Intel Xeon Skylake-SP Instruction Set Changes Featuring AVX-512
Perhaps the most impactful change, from a business perspective, is the addition of AVX-512 into Skylake-SP’s instruction set. Beyond AVX-512, Intel added virtualization and security architecture enhancements.
We wanted to focus energy on AVX-512. AVX-512 allows 512-bit wide vectors to be computed which greatly improves speed.
AVX-512 was formerly an Intel Xeon Phi x200 exclusive and popular in the HPC space.

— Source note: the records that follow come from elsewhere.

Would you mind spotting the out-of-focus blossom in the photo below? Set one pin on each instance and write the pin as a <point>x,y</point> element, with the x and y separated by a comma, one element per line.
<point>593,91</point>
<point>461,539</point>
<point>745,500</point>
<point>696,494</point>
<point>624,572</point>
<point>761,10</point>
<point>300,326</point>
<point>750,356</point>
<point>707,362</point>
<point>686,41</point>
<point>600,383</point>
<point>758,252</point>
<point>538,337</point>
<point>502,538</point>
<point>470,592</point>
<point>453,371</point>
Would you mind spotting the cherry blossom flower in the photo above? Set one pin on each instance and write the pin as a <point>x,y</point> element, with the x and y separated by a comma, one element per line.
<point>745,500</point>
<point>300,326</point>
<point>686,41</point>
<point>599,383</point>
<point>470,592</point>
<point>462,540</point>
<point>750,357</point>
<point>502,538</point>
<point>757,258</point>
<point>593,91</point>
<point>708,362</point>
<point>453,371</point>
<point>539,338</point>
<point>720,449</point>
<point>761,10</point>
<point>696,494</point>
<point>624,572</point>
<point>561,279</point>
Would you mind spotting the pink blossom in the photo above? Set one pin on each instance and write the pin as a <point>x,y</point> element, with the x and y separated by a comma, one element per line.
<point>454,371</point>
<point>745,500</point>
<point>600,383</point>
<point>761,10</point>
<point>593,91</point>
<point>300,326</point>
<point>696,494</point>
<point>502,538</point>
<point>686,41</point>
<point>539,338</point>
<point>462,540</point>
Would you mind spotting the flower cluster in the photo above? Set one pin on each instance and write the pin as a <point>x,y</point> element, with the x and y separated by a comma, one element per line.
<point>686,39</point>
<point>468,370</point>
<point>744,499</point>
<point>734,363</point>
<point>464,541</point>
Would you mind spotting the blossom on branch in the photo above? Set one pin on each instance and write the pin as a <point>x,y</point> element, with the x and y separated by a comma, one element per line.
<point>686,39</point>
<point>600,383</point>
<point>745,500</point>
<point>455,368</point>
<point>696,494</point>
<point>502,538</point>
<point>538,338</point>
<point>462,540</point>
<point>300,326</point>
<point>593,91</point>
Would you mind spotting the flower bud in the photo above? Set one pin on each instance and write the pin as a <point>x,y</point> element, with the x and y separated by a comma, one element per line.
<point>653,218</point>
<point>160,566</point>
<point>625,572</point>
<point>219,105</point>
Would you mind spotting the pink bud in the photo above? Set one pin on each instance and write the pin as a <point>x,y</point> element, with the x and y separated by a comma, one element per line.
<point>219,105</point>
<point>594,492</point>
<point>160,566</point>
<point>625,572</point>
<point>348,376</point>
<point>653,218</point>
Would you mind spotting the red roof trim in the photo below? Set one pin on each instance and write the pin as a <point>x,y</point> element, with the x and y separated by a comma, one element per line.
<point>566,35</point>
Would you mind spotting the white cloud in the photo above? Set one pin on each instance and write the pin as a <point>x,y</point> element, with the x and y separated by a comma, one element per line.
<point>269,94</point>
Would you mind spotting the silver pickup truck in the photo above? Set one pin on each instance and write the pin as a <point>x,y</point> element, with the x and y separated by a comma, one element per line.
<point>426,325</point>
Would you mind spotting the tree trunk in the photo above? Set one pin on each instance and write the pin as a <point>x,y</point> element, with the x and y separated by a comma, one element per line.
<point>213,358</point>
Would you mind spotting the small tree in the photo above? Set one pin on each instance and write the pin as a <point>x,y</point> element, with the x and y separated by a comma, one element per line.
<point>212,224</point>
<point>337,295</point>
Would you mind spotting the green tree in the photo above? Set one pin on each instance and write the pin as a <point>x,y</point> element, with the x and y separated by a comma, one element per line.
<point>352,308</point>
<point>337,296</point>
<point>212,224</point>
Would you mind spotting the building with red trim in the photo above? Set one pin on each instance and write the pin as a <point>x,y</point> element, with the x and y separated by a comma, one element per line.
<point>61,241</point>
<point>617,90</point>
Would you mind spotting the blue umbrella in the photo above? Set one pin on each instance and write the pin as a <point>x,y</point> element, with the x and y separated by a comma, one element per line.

During Intel’s HPC overview, the rationale for adding the instruction set into the mainstream Xeon line was that those wanting to do general purpose compute workloads in HPC can use Xeon instead of GPUs or Xeon Phi chips.
The AVX-512 instruction set is not the same as the Knights Landing AVX-512 instruction set. If you are using gcc, you will likely need to compile using different flags versus what is used for Xeon Phi.
Here is Intel’s performance and efficiency side on AVX-512.
With AVX and AVX2 we saw power consumption and power draw rise at a given clock speed. As a result, Intel downclocked cores while running AVX code.
With Skylake-SP cores running different AVX code can run in different frequency bound ranges. In older CPU versions running AVX on a single core meant all cores would down clock. Intel has come a long way to its current implementation of clocking in AVX workloads.
Final Words
The cache changes are huge as it gives Intel some transistor budget to use elsewhere. Likewise, the FMA and AVX-512 changes are very significant. We do believe that the AVX-512 inclusion may have a profound effect:
Intel Xeon Phi may be on the road to an untimely phase out.
We make this prediction for a few reasons. First, by moving AVX-512 to the CPU, Intel gives its HPC customers a migration path that they can use alongside GPUs and/ or FPGAs. With alternative HPC architectures like the ARM-based Cavium ThunderX2 and GPUs doing massive floating point performance, Intel needed to beef up its standard compute cores.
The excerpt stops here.